Called “Members Collect,” the spring exhibition at the Wildling Art Museum opened March 16, it included a group of historic paintings, prints, and drawings featuring America’s wild creatures and wild places borrowed from the private collections of Museum members. Willowpool

Approximately 22 works were included in the exhibition, curated by Board member, Bruce McCurdy, a former member of the art faculty at UCSB. In his canvassing of members’ collections, McCurdy has discovered some gems. The oldest works in the collection were hand-colored prints by George Catlin and Carl Bodmer, recording images of bison seen on the prairie in the 1830’s and 1840’s. Another early work was a signed etching by Thomas Moran of Half-Dome, Yosemite, dated 1887. This image was based on an earlier watercolor, now in the collection of the Smithsonian.

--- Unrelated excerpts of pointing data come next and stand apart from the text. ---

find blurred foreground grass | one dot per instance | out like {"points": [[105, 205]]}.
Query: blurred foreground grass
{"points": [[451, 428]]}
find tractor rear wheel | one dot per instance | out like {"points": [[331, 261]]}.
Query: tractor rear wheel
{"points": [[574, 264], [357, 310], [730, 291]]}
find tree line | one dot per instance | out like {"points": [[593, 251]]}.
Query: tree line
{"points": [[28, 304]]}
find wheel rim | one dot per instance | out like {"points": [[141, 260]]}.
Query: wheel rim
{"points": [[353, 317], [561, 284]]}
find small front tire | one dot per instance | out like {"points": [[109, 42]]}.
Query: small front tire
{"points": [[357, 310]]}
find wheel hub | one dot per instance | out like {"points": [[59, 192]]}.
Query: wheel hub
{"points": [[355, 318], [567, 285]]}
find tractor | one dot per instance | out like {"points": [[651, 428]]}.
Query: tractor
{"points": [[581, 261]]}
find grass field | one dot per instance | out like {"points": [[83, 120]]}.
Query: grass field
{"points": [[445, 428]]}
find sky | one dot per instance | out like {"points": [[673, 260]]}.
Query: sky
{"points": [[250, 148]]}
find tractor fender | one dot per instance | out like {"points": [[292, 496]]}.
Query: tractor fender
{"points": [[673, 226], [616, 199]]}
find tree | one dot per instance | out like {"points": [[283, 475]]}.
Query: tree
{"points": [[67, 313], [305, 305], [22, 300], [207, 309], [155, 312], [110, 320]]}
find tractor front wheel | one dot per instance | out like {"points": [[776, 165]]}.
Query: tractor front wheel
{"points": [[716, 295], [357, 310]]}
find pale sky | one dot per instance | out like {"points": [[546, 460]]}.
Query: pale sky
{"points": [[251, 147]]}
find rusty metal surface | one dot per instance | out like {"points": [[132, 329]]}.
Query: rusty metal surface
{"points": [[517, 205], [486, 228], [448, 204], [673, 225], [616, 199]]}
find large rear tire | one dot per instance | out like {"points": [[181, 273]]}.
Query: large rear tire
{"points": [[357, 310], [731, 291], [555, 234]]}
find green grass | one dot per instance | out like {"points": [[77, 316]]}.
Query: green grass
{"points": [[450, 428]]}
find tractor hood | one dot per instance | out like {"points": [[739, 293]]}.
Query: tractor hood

The largest painting, Edgar Payne’s four-foot square canvas, “Sierra Summer,” was lent to the Museum from the Lindsay Art Association and Lindsay Cultural Arts Council where one of the Wildling Museum members is an officer. Another southern California Impressionist, Elmer Wachtel, was represented by an oil, “Alpine Lake.” Some of the artists whose works were included in the exhibition, such as John Gamble, Lockwood de Forest, Clarence Hinkle John Gorham, and Douglas Shively, were active in the Santa Barbara area and painted Santa Barbara subjects. Others, such as J. W. Rix, Fremont Ellis, Mary DeNeale Morgan, Thomas Hart Benton, and Maynard Dixon, achieved their reputations elsewhere in the country.